I discovered an interesting special-issue (Aug 2008) of the "International Journal of Design" that focused on the cultural aspects of interaction design. There is a lot of interesting material in the issue, but one article in particular looked at the use of colour (among other "cultural markers") to compare government, NGO, Malaysian and Chinese websites ("Political and Cultural Representation in Malaysian Websites"). A short extract:

This paper uses Semiotic Structural Analysis to seek out and map the ‘Cultural Markers’ of language/typography, layout, colour, pattern and image in order to discover the code and structure of the existing Malaysian websites. This analysis was inspired by Hoftstede’s (1980) landmark cultural research in which Power Distance (PD) emerged as a powerful force in Malaysian culture; and Aaron Marcus’s (2002) approach to multidimensional web-interface analysis.

I found the culturally inclusive goal of the study to be significant:

This research project is concerned with the issue of social and cultural integration and the human computer interface, where culture includes not only ethnicity but also customary behaviors, values and communicative styles. The influence of cultural representation on the web user is a complicated variable, because it is difficult to establish which aspects of culture influence user behavior and to what extent cultural background influences understanding. The multicultural interface is about making websites an effective form of communication, in terms of recognition of cultural differences and sharing comprehensible communications.

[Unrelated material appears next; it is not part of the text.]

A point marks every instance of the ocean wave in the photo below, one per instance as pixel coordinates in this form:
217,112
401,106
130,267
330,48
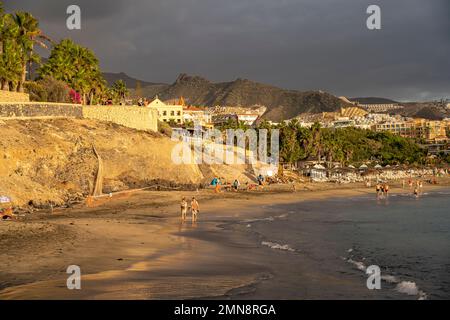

Designers should always be sensitive to semiotics. However, I believe people may find inappropriate use of culturally significant symbols more offensive than culturally significant background colour (I can only speculate though). Perhaps cognitive load should take precedence, with the option to switch to alternate (culture-specific) themes upon request.

  • It's a very nice study, a good article and has many good points. Although, as a study goes, has serious flaws regarding many aspects like language, respect from the government to different groups, behaviours, etc. Still, the point or colours and the reason why you choose that article are perfectly valid and help to exemplify the relevance of choosing the right combination of colours.